I suspect initial investigation must have been more promising than they thought, because now they're including Colorado Springs into the SWC through car.


----------



## railiner

jis said:


> Past experience shows that in general only the most minimal change is likely, if anything happens at all.
> 
> I suspect the Front Range train, if and when it happens, will be a Colorado funded train with possibly some through cars from the SWC. I also do not expect the section from SWC to get to Denver for quite a while yet. What could happen in short order is a connection to Pueblo from the SWC. Beyond that it starts getting more and more spectacularly expensive the further you try to go.


Agreed! And then there is the problem of getting into the DEN station, since they cut off the route to the SW. Trains would have to go 'around' the station, and come in/out from the NE end.


----------



## jis

Amtrak is already quite used to backing into Denver Union Station. The new thing will be backing out of it for the Southbound trip. [emoji57]


----------



## dogbert617

F900ElCapitan said:


> I think the bigger question is does this service need to be centered about the Southwest Chief or the California Zephyr (and just originate at Denver)? And question 2 is would they want the SWC connections to be more centered around service to the east of La Junta or west? Because obviously the schedules would change dramatically for those answers. If easterly is the main connection, could the train split at Newton and allow the SWC to head south through Wichita and on to the transcontinental main to allow much faster running times to LA? This would also facilitate passengers being able to go either direction from Newton as those trains arrive close together.

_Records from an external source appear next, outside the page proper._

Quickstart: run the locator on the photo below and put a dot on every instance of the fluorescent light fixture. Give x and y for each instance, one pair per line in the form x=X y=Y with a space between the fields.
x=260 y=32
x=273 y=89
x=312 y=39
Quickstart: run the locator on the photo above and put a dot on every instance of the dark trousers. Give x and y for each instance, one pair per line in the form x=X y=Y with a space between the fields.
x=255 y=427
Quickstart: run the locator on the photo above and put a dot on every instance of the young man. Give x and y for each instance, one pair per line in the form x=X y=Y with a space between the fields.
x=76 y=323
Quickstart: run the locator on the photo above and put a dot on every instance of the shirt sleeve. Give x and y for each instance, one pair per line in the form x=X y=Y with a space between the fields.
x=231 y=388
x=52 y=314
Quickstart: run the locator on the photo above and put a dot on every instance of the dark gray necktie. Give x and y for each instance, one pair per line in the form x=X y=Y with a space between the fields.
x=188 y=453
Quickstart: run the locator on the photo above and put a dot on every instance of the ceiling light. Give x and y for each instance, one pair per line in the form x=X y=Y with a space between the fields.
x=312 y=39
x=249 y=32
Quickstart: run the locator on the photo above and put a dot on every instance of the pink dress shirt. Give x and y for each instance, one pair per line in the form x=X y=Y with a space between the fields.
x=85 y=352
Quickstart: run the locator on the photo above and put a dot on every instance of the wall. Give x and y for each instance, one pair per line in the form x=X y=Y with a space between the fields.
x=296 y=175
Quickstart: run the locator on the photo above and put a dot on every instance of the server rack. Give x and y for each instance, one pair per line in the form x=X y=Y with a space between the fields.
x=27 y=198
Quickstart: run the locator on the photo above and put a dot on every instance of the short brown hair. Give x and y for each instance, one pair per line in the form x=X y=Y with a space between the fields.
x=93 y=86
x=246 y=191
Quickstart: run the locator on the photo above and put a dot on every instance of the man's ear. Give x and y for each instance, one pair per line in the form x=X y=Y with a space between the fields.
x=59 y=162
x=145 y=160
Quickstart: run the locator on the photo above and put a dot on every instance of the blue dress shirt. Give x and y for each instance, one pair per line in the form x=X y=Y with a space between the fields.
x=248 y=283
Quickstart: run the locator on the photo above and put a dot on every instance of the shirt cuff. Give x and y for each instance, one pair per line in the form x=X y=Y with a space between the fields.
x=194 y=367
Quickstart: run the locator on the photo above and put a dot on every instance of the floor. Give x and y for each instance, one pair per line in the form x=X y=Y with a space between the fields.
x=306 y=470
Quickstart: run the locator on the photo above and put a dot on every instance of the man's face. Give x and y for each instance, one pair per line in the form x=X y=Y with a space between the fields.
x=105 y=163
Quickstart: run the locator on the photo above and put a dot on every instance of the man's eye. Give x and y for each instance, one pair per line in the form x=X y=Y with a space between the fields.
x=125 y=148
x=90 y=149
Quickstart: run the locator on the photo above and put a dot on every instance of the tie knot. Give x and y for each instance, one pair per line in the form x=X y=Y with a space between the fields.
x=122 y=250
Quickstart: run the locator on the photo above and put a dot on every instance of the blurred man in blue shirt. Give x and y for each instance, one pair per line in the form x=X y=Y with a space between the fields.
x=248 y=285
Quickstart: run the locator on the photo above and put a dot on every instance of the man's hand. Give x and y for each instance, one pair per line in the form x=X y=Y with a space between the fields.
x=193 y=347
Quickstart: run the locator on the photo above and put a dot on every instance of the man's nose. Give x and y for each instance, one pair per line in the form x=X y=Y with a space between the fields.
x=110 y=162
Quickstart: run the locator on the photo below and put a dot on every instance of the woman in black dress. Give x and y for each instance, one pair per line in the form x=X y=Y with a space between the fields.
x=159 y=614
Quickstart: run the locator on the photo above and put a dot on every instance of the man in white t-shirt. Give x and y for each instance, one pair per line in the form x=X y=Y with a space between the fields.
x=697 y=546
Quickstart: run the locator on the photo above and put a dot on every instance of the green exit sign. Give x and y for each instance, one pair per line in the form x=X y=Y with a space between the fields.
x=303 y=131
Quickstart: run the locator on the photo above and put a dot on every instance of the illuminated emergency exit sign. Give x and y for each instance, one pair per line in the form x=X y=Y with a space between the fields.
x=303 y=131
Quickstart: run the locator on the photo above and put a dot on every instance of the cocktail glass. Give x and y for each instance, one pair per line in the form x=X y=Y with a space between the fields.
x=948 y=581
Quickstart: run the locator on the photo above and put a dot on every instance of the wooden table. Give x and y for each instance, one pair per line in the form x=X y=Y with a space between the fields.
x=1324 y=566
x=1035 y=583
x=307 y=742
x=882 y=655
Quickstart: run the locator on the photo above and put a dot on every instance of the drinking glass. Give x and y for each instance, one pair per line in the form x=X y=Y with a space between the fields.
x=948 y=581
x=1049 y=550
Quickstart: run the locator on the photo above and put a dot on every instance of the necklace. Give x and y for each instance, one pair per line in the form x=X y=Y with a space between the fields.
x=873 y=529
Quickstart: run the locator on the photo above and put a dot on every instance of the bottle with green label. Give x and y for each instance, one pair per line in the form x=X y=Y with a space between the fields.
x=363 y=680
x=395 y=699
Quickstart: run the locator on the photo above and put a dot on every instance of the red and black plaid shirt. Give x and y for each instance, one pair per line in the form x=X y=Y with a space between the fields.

Honestly myself, I'd rather see the Southwest Chief keep its existing route, and to not reroute the western part of the train past Newton via Wichita and Amarillo myself. To me I'd prefer the Heartland Flyer be extended north to Newton, KS, and for a spur train(with thru cars that can be attached and detached from the SWC, like what occurs in Spokane, WA with both Empire Builder branches, San Antonio with the Sunset Limited and Texas Eagle 3 days a week, etc) to be created that would run La Junta-Pueblo-Colorado Springs-Denver. If the state of Colorado wanted to run this train south to Trinidad, wouldn't bother me. It either should connect from La Junta or Trinidad, IMO. Though I have a gut feeling starting this spur train from La Junta would probably work better, since Amtrak already has been doing crew changes for many years at La Junta on the Southwest Chief train.

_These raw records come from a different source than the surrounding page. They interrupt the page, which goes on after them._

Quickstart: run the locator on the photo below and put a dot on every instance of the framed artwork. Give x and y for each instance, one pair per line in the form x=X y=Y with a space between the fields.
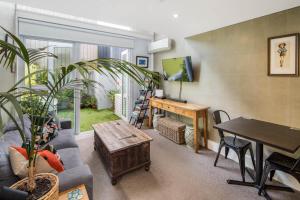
x=142 y=61
x=283 y=57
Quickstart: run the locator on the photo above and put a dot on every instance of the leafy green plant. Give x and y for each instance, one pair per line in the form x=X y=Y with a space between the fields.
x=26 y=104
x=59 y=80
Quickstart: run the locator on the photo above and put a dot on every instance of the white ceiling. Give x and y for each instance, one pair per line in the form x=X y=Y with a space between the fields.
x=195 y=16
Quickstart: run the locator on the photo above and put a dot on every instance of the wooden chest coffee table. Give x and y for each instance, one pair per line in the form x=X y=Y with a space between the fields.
x=122 y=147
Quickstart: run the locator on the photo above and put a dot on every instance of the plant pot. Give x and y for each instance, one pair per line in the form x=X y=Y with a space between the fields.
x=52 y=194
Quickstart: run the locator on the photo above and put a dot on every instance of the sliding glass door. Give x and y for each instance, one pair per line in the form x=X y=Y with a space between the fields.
x=69 y=101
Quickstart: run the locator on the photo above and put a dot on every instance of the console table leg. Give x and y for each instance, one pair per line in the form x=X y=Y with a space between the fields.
x=150 y=116
x=196 y=139
x=204 y=117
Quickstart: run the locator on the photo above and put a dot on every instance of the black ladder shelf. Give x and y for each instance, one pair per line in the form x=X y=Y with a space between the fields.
x=141 y=105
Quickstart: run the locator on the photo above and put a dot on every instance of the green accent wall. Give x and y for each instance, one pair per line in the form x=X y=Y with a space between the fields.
x=230 y=67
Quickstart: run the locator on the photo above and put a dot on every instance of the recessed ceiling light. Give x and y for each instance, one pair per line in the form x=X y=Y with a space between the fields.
x=175 y=15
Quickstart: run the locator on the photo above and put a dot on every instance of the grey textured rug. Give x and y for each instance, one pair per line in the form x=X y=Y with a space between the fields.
x=176 y=173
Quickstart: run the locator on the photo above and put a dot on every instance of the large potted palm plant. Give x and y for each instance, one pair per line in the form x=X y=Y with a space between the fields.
x=58 y=80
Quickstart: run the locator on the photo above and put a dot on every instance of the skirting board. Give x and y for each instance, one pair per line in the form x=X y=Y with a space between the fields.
x=279 y=176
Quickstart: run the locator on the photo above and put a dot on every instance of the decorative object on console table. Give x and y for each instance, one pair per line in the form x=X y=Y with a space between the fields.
x=142 y=61
x=189 y=110
x=171 y=129
x=76 y=193
x=122 y=147
x=283 y=57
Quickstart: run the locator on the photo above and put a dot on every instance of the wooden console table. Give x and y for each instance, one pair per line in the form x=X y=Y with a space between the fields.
x=186 y=109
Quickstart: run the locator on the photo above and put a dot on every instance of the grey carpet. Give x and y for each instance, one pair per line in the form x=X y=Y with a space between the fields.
x=176 y=173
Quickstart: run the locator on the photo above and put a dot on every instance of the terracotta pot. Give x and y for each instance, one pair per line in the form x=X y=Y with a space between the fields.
x=53 y=194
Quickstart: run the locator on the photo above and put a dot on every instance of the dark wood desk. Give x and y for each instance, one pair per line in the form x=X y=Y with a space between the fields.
x=262 y=133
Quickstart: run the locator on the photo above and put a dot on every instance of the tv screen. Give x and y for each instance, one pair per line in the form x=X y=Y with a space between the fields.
x=178 y=69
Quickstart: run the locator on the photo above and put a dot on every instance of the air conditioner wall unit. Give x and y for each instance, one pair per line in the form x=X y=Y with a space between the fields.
x=160 y=45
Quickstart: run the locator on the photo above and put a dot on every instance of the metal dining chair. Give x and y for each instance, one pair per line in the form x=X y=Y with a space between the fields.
x=277 y=161
x=239 y=146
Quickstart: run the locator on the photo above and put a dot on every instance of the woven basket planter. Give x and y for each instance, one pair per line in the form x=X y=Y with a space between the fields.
x=53 y=194
x=171 y=129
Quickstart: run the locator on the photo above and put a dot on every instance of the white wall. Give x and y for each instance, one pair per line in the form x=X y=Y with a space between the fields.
x=7 y=20
x=7 y=17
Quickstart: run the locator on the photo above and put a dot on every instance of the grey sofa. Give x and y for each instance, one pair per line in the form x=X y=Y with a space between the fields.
x=75 y=173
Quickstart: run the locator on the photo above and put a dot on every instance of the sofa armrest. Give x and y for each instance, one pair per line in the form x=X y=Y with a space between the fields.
x=76 y=176
x=65 y=123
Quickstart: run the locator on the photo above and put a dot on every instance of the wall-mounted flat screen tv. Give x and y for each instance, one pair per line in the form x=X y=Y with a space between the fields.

Also to the moderators, sorry I didn't realize that was a rule for this message board to not copy and paste articles behind a paywall. I just greatly hate them so very much myself, hence why I regularly do that on other sites like Reddit(as I share the major frustrations others greatly have with paywalls) myself. As that is a rule for this board to not copy and paste whole articles and to only post links to them, I will not do that again here myself.


----------



## Palmetto

Concerning Denver, trains [5/6] back into DUS so that the head end is in the lead for departure. With this new train--if it ever gets funded to go there--they can head in, then back out to the yard to wye the train if they wished. If they park it on one of the station tracks, then it too will have to back in so that the departure has the engine in the lead.


----------



## jis

Palmetto said:


> Concerning Denver, trains [5/6] back into DUS so that the head end is in the lead for departure. With this new train--if it ever gets funded to go there--they can head in, then back out to the yard to wye the train if they wished. If they park it on one of the station tracks, then it too will have to back in so that the departure has the engine in the lead.

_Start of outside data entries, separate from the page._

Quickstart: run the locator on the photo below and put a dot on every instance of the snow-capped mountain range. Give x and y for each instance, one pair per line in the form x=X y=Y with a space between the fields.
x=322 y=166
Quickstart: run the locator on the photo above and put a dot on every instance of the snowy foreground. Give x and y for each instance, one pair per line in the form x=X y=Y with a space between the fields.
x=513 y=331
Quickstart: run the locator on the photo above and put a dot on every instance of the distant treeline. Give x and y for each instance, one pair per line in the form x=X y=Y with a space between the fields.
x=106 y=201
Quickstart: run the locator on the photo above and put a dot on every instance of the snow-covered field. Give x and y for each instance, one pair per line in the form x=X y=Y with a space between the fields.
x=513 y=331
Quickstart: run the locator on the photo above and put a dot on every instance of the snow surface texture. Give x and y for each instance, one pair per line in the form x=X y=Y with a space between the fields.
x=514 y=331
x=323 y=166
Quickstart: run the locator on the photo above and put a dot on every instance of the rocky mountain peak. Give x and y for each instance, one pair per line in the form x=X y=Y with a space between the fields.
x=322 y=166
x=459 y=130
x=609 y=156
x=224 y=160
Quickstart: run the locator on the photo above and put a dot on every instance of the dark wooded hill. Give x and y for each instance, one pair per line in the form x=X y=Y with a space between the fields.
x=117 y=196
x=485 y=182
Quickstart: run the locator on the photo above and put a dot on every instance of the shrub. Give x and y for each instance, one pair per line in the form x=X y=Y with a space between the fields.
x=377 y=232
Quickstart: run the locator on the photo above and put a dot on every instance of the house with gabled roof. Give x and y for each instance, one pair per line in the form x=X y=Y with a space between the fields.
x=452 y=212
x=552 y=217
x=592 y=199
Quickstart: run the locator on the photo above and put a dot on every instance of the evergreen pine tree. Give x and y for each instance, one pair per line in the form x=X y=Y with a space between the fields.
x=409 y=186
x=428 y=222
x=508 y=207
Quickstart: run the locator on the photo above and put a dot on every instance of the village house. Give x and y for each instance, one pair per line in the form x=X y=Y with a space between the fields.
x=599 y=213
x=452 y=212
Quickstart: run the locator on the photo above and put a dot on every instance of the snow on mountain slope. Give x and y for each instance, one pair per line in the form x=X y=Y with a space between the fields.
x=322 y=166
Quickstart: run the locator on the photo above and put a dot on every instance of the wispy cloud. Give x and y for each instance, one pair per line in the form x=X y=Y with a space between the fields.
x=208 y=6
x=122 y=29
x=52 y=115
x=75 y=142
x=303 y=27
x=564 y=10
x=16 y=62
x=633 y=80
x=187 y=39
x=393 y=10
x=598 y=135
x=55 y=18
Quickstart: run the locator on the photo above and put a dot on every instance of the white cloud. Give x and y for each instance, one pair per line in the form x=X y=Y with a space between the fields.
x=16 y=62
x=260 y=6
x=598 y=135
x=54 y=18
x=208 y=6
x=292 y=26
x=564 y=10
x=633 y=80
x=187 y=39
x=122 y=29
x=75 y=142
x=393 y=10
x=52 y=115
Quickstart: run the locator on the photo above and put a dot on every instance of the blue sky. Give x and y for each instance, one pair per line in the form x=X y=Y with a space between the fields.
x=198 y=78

Given the way the tracks are laid out, a train arriving from the South into Denver US will have to back in and a train departing from Denver US to the South will have to back out. There is no way for a train coming from the South to pull in facing forward or a train departing to the South to pull out facing forward. Track connections to enable such do not exist at present. It is at least theoretically possible to shoehorn in a new connection, but it involves some work, and it is not at all clear that it is cost effective for just a train or two a day.

The other more attractive possibility is that there may be enough space to build a siding with a platform adjacent to but a bit skewed to the north along the LRT Union Station.


----------



## Palmland

Where were the urban planners when the Pepsi Center was built (and now other buildings) that obliterated the direct run through track the Rio Grande and Santa Fe used to head south from the station. The convoluted move they would now have to use adds time and increases probability of freight train interference. It could have been incorporated so easily into the Center’s construction and perhaps provided rail access to events there.

When the Santa Fe was running LaJunta to Denver it took about 4 hours for the 185 miles. Using the SWC schedule for connections it might be possible for a crew and engines to make a same day turn from LaJunta to Denver but probably need another set of equipment with the cleaning required. This is certainly a viable project. The hurdle will be UP/BNSF concurrence but with the decline in Powder River coal perhaps it could be done. While each railroad has mostly single track they operate it jointly so it is effectively a double track railroad to Pueblo. Pueblo union station is still in use but not sure about Colorado Springs. No doubt changes for ADA compliance will be needed.


----------



## jis

If they are able to shoehorn a platform adjacent to the LRT Union Station, that would mitigate most of the convoluted move thing. But truth be told, I have never seen anyone give that a serious consideration AFAICT.


----------



## Charles785

I don't know if this was mentioned much earlier in this thread but I'm wondering if this would be way to expedite service for now on the south portion of the Front Range to include Pueblo to Trinidad (with perhaps a stop at Walsenburg) by, not with a stub, but by actually routing the SW Chief from La Junta to Pueblo and then south. Would Amtrak agree to that?

Then whenever, or if, Colorado agreed to front range service, their sounthern-most point could be Pueblo.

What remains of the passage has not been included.